A year ago I had written a paper for a Neural Networks class that I hadn't gotten around to publish. I decided to take a small break from most of my hacking posts to talk a bit about Machine Learning. This paper was a continuation of some previous work I had done (outlined in this past post) regarding Sentiment Analysis of Twitter data. (I recommend taking a look at that post if you are new to Neural Networks)
This is a shorter version of the research paper I wrote, so feel free to check that out if you want to go into more details. Also, if you only care about the implementation check out my Github project.
* Recently revived my old Twitter account. Follow me for more interesting content!
Twitter is now a platform that hosts about 350 million active users, which post around 500 million tweets per day! It has become a direct link between companies/organizations and their customers, and such it is being used to build branding, understand customer demands, and better communicate with them. From a data scientist point of view, Twitter is a gold mine that can be used, among a million other interesting things, for gauging customer sentiment towards a brand.
My personal stake in this project stemmed from my curiosity to better understand Neural Networks, particularly CNN and LSTMs. In a previous class, I had created simple Feed-Forward Neural Networks to solve this very problem, however I knew that my results could be substantially better when harnessing the power of more specialized networks.
Furthermore, I wanted to do something I hadn't really seen other people do and I was curious about the results of combining these two networks.
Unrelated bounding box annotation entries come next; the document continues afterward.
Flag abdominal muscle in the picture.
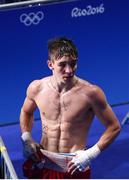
[41,116,90,153]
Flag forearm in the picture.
[20,109,34,133]
[97,124,120,150]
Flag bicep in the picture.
[93,86,117,126]
[22,97,36,114]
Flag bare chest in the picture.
[36,91,89,121]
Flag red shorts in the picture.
[23,152,91,179]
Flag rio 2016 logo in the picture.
[71,4,105,18]
[20,11,44,26]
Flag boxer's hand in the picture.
[68,144,100,174]
[21,132,41,162]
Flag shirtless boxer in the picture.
[20,38,120,179]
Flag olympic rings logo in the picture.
[20,11,44,26]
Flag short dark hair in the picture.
[48,37,78,60]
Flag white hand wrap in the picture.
[21,131,32,141]
[21,131,36,158]
[72,144,101,171]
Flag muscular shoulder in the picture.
[27,77,48,100]
[77,80,107,107]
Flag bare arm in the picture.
[92,87,120,150]
[20,81,39,133]
[20,97,36,133]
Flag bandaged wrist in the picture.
[21,131,32,141]
[86,144,101,160]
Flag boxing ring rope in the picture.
[0,0,72,10]
[0,136,18,179]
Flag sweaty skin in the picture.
[20,57,120,153]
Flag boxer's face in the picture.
[48,56,77,83]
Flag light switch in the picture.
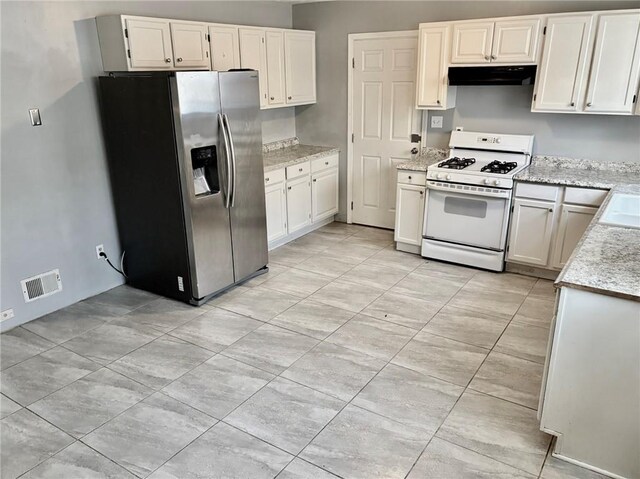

Intuition: Why CNNs and LSTMs?
Before starting, let's give a brief introduction to these networks along with a short analysis of why I thought they would benefit my sentiment analysis task.
Convolutional Neural Networks (CNNs) are networks initially created for image-related tasks that can learn to capture specific features regardless of locality.
For a more concrete example of that, imagine we use CNNs to distinguish pictures of Cars vs. pictures of Dogs. Since CNNs learn to capture features regardless of where these might be, the CNN will learn that cars have wheels, and every time it sees a wheel, regardless of where it is on the picture, that feature will activate.
In our particular case, it could capture a negative phrase such as "don't like" regardless of where it happens in the tweet.
- I don't like watching those types of films
- That's the one thing I really don't like.
- I saw the movie, and I don't like how it ended.
Long-Term Short Term Memory (LSTMs) are a type of network that has a memory that "remembers" previous data from the input and makes decisions based on that knowledge. These networks are more directly suited for written data inputs, since each word in a sentence has meaning based on the surrounding words (previous and upcoming words).
In our particular case, it is possible that an LSTM could allow us to capture changing sentiment in a tweet. For example, a sentence such as: At first I loved it, but then I ended up hating it. has words with conflicting sentiments that would end-up confusing a simple Feed-Forward network. The LSTM, on the other hand, could learn that sentiments expressed towards the end of a sentence mean more than those expressed at the start.
The Twitter data used for this particular experiment was a mix of two datasets:
- The University of Michigan Kaggle competition dataset.
- The Neik Sanders Twitter Sentiment Analysis corpus.
In total these datasets contain 1,578,627 labeled tweets.
The first model I tried was the CNN-LSTM Model. Our CNN-LSTM model combination consists of an initial convolution
layer which will receive word embeddings as input. Its output will then be pooled to a smaller dimension which is then fed into an LSTM layer. The intuition behind this model is that the convolution layer will extract local features and the LSTM layer will then be able to use the ordering of said features to learn about the input’s text ordering. In practice, this model is not as powerful as our other LSTM-CNN model proposed.
Our CNN-LSTM model consists of an initial LSTM layer which will receive word embeddings for each token in the tweet as inputs. The intuition is that its output tokens will store information not only of the initial token, but also any previous tokens; In other words, the LSTM layer is generating a new encoding for the original input. The output of the LSTM layer is then fed into a convolution layer which we expect will extract local features. Finally the convolution layer’s output will be pooled to a smaller dimension and ultimately outputted as either a positive or negative label.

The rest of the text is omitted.